My previous series, “Speed of Light” (2005), “Boring” (2006), and “More Speed of Light” (2008), were all largely shot at night. In May 2007, during a car trip to a wedding in Virginia, I found myself, as I usually do on long car rides, taking photographs as we sped down the road. Wanting to recreate the same blurry, abstract effect during the day time, I began exploring over exposure and unfocusing. Over the past few months, I refined this approach and the seven “Day” photographs show a range of work.
There’s a way where there’s a will
You know I got no need for stairs
Step out on the window sill
Fall with me into the air
Daytime bores me. People are working. Because I am a night person, I tend to sleep away most of the morning. I wake up a lunch time. I work a little. I eat lunch. I wait for one of my lovers to come home or get out of class. Day is a time for waiting.
I tend to take photographs during the day when I find myself awake and out and bored: at a BBQ with friends, in the car on a road trip, and even, ironically, at a daytime rave that takes place on Sundays during the summer in Montreal. I take pictures to fill the time, to busy myself till night comes and I feel awake and alive again.

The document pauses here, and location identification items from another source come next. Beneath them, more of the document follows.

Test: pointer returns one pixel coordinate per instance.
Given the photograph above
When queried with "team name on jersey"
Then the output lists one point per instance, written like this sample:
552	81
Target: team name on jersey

I don’t understand people who wake up early in the morning to take the day. There is no romance in the morning, no sense of urgency, no risk. There is no light when everything is light.
So, here we go, hold on tight and don’t let go
I won’t ever let you fall
I love the night, flying o’er these city lights
But I love you most of all
I love the night. I love how darkness soothes the city to quiet. People disappear and I am alone, uninhibited, and free to roam.
I also like to shoot at night. It is easier to add light than to take it away. Light itself becomes a subject, the actor in the photographs. Colors become moody. Things look better at night. Darkness has a way of obscuring the dark and dingy. I would rather walk down an alley and see stacks of smashed cardboard and piles of black garbage bags than seen perfectly manicured sidewalks bursting with potted flowers.
The night promises sex and mystery and danger. We give ourselves permission to do things in the dark we would not during daylight hours. At night, we hold our lovers a little tighter. At night, we dream.